# Region enclosed by the graph

• Apr 22nd 2010, 07:11 PM
downer
Region enclosed by the graph
A problem I had recently on a test has been bothering me for quite some time now and would like to seek assistance for it. There were 3 questions that went along with it.

The problem goes:
Let R be the region enclosed by the graph of y = 2lnx and y = x/2, and the lines x = 2 and x = 8.

a) Find the area of R
b) Set up an integral expression, in terms of a single variable,for the volume of the solid generated when R is revolved about the x-axis.
c)Set up an integral expression, in terms of a single variable,for the volume of the solid generated when R is revolved about the line x = -1.

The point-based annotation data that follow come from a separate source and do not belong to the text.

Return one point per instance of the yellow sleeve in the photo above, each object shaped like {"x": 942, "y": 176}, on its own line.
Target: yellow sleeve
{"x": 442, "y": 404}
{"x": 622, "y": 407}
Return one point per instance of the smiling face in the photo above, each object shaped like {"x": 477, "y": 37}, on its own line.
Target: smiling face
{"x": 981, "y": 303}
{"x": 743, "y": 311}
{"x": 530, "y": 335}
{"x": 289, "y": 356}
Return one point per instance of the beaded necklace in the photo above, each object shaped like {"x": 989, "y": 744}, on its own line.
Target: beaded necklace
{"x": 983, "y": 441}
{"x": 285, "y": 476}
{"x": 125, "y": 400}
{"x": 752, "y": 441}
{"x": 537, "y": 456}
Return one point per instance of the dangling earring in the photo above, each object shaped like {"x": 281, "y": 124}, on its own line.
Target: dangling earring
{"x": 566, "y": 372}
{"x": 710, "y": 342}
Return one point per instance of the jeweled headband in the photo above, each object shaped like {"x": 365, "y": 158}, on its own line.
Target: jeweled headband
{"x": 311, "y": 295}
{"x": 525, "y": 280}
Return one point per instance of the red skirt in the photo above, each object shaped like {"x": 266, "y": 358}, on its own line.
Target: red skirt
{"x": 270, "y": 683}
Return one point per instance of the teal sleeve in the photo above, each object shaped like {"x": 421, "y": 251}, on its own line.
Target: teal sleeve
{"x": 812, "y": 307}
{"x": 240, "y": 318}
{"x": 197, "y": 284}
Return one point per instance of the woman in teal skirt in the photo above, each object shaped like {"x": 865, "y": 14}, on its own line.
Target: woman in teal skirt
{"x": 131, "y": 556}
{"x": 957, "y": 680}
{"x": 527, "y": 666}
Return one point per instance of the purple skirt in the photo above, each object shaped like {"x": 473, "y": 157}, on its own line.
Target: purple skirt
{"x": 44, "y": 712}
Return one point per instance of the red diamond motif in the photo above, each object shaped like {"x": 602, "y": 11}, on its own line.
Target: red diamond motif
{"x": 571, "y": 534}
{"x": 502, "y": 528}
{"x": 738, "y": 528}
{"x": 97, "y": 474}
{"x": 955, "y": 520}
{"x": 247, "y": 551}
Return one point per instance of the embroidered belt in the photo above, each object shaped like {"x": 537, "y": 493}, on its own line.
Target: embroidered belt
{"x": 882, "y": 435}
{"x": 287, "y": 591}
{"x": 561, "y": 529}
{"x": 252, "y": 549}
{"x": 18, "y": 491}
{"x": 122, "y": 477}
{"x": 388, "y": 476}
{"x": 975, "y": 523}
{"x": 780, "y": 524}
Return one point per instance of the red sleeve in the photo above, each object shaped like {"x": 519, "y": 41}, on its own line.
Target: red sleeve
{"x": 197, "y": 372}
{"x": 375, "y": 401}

Any possible help regarding any of the 3 questions is greatly appreciated.
• Apr 22nd 2010, 07:33 PM
bhuang
Do you have the answer to a)?
• Apr 22nd 2010, 07:52 PM
pickslides
Quote:

Originally Posted by downer

The problem goes:
Let R be the region enclosed by the graph of y = 2lnx and y = x/2, and the lines x = 2 and x = 8.

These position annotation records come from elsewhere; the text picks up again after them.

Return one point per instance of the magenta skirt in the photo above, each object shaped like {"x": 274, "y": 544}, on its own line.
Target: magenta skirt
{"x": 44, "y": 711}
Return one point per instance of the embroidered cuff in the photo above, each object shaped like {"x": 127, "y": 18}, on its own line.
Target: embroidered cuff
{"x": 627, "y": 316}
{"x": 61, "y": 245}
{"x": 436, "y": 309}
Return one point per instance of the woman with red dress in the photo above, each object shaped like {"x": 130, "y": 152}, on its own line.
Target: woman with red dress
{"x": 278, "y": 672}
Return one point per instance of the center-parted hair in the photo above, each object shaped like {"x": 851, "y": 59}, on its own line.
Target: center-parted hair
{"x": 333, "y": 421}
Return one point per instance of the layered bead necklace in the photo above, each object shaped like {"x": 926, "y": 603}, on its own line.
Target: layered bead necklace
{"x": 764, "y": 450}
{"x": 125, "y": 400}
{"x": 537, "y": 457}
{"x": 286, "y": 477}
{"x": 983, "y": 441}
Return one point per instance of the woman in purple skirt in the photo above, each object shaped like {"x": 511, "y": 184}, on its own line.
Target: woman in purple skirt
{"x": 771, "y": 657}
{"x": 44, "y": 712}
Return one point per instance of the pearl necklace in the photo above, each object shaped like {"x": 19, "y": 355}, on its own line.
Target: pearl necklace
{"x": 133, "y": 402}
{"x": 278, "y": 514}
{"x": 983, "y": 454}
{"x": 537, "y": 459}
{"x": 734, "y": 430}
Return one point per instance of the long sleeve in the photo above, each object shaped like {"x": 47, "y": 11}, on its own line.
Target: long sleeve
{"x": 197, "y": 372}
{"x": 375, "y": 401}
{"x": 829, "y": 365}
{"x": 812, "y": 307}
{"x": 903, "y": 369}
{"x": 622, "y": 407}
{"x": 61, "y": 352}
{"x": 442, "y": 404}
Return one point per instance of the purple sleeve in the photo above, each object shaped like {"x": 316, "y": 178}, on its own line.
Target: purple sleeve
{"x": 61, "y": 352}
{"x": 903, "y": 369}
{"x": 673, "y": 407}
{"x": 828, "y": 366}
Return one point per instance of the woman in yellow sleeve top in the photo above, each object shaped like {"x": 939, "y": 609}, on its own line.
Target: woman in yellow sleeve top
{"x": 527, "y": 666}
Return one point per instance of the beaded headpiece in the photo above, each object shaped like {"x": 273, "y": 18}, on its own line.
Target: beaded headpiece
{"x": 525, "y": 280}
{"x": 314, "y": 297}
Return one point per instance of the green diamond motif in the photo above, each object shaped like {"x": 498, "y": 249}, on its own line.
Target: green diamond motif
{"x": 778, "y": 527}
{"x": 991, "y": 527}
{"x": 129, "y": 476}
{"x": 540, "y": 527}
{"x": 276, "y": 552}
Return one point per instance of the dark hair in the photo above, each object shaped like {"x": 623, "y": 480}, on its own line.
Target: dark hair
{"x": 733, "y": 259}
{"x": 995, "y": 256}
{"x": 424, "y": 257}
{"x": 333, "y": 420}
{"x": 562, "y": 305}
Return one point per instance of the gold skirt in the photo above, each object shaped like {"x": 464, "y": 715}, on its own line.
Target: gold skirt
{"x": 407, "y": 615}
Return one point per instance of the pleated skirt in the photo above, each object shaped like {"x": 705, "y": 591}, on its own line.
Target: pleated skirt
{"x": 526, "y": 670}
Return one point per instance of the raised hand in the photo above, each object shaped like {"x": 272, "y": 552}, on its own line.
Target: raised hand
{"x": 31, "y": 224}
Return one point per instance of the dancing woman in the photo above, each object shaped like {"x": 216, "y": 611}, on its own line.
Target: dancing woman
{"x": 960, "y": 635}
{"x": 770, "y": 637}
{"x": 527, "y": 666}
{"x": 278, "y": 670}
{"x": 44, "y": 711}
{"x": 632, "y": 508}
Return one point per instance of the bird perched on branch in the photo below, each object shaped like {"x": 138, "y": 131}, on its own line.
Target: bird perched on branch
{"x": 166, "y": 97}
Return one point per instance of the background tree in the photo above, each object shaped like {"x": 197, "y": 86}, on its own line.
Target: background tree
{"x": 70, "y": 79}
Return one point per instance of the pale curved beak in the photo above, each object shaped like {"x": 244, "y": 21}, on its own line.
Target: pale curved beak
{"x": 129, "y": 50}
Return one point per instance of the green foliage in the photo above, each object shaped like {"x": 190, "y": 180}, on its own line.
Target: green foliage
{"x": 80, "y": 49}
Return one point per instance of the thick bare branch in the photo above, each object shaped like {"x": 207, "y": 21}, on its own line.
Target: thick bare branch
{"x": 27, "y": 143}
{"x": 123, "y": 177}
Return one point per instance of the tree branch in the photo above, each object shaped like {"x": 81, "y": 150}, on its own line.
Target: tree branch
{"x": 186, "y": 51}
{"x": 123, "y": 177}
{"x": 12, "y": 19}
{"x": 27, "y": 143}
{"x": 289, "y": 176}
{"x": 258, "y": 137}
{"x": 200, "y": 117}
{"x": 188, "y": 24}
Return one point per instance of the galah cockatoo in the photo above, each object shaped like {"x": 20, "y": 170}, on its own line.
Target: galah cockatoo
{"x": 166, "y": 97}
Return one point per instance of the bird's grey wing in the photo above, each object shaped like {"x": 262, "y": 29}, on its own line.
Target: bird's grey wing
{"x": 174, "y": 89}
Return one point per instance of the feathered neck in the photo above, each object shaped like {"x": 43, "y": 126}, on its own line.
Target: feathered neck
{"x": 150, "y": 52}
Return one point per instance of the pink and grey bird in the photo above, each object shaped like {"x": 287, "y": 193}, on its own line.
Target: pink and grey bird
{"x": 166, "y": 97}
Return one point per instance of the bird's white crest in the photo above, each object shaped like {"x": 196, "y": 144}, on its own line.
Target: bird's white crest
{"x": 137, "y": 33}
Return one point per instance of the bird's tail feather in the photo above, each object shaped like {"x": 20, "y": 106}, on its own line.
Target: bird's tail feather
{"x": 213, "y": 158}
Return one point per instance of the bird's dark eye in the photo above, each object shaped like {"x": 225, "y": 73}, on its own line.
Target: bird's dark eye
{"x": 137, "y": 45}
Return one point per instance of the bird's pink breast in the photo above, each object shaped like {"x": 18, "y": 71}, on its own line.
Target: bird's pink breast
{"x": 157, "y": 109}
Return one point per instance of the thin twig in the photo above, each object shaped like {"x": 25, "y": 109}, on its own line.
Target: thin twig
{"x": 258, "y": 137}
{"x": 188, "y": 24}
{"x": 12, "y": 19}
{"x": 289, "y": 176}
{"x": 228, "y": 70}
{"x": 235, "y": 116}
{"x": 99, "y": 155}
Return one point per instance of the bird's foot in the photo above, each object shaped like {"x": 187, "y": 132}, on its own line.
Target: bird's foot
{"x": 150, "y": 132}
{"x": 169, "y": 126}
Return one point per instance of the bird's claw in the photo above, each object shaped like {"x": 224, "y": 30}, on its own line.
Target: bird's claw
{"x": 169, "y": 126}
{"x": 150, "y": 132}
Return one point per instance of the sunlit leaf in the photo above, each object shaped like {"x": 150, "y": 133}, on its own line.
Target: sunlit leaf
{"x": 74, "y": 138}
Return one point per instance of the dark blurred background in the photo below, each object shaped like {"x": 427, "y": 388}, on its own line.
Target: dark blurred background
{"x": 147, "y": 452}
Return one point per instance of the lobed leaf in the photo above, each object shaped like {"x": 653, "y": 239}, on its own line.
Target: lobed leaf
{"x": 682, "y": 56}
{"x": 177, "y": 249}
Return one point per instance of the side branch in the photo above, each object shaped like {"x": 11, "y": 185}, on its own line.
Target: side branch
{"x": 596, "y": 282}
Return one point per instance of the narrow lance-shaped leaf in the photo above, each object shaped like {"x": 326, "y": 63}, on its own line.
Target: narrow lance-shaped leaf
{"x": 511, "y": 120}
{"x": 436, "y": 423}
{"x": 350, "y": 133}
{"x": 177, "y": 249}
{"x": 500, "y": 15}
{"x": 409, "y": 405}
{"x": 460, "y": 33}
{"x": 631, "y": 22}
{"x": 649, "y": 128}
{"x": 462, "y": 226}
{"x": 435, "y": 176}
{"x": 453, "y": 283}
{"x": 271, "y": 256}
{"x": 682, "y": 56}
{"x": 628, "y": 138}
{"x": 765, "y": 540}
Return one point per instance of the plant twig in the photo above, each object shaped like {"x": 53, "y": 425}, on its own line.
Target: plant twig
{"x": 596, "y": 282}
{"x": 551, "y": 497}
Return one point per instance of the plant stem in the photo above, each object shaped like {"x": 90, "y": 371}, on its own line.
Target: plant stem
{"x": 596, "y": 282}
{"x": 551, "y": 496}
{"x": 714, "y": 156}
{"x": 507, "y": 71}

For part a) solve $\int_2^82\ln x - \frac{x}{2}~dx$

What do you get?
• Apr 22nd 2010, 07:59 PM
bhuang
I did x/2 - 2lnx instead because y=x/2 is graph that gives the larger values. I end up getting -7.49, but I think some of my algebra may have been wrong...
• Apr 22nd 2010, 08:06 PM
pickslides
Quote:

Originally Posted by bhuang
I did x/2 - 2lnx instead because y=x/2 is graph that gives the larger values.

I don't agree with this.

In my understanding $2\ln x > \frac{x}{2}, \forall x \in [2,8]$

Quote:

Originally Posted by bhuang
I end up getting -7.49, but I think some of my algebra may have been wrong...

This answer is not correct. If anything it supports my statement above.
• Apr 22nd 2010, 08:12 PM
drumist
I've attached a graph of the two curves so you can see which one is above and which is below. We are only concerned with the region between x=2 and x=8.